In an historic decision, the United States Equal Employment Opportunity Commission ruled on Thursday that sexual orientation discrimination constitutes sex discrimination, meaning it is already prohibited under Title VII of the Civil Rights Act of 1964.
Their finding mirrors a similar decision from 2012 that discrimination based on gender identity or expression violates Title VII. The EEOC has also previously found that discrimination based on sex stereotypes constitutes sex discrimination.
The finding was based on a complaint filed with the EEOC in August 2012 by a gay male from Miami who believed he was passed over for a permanent position as an air traffic controller because of hostile or disapproving comments his supervisor made regarding his sexual orientation.
In its findings, the EEOC wrote: “Title VII’s prohibition of sex discrimination means that employers may not ‘rely on sex-based considerations’ or take gender into account when making employment decisions. … This applies in claims brought by lesbian, gay, and bisexual individuals under Title VII.
“A sexual orientation claim is the same as any other Title VII case involving allegations of sex discrimination,” they continued., “whether the agency has ‘relied on sex-based considerations’ or ‘take[n] gender into account’ when taking the challenged employment action.”
According to the American Civil Liberties Union (ACLU), what those findings mean is that anyone who works for an employer with 15 or more employees can file a charge of sex discrimination with the EEOC if they believe they were discriminated against based on their sexual orientation, gender identity or gender expression.
“The fight for basic civil rights protections for lesbian, gay, and bisexual people just took a big step forward,” said James Esseks, director of the ACLU’s LGBT Project. “Lesbian, gay, and bisexual people all across the country now have a place to turn if an employer fires them because of their sexual orientation. This is a significant development because protections for gay and transgender people are almost nonexistent in federal law, and 28 states also lack state-level protections.”
While the EEOC’s rulings are not binding in federal courts, the finding that LGBT discrimination is prohibited under the interpretation of Title VII could have an impact on future court cases. LGBT advocates are hoping to use the EEOC’s findings as justification to push for explicit protections for LGBT workers. One such way of achieving those protections would be a bill similar to the one proposed by Sen. Jeff Merkley and U.S. Rep. David Cicilline (D-R.I.), which would prohibit discrimination in employment, housing, credit and public accommodations.

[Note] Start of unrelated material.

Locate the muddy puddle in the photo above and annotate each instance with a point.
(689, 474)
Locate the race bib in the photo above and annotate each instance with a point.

“Discrimination has no place in America, plain and simple,” said Chad Griffin, president of the Human Rights Campaign. “This historic ruling by the EEOC makes clear they agree workplace discrimination on the basis of sexual orientation, much like gender identity, is illegal. While an important step, it also highlights the need for a comprehensive federal law permanently and clearly banning LGBT discrimination beyond employment to all areas of American life.”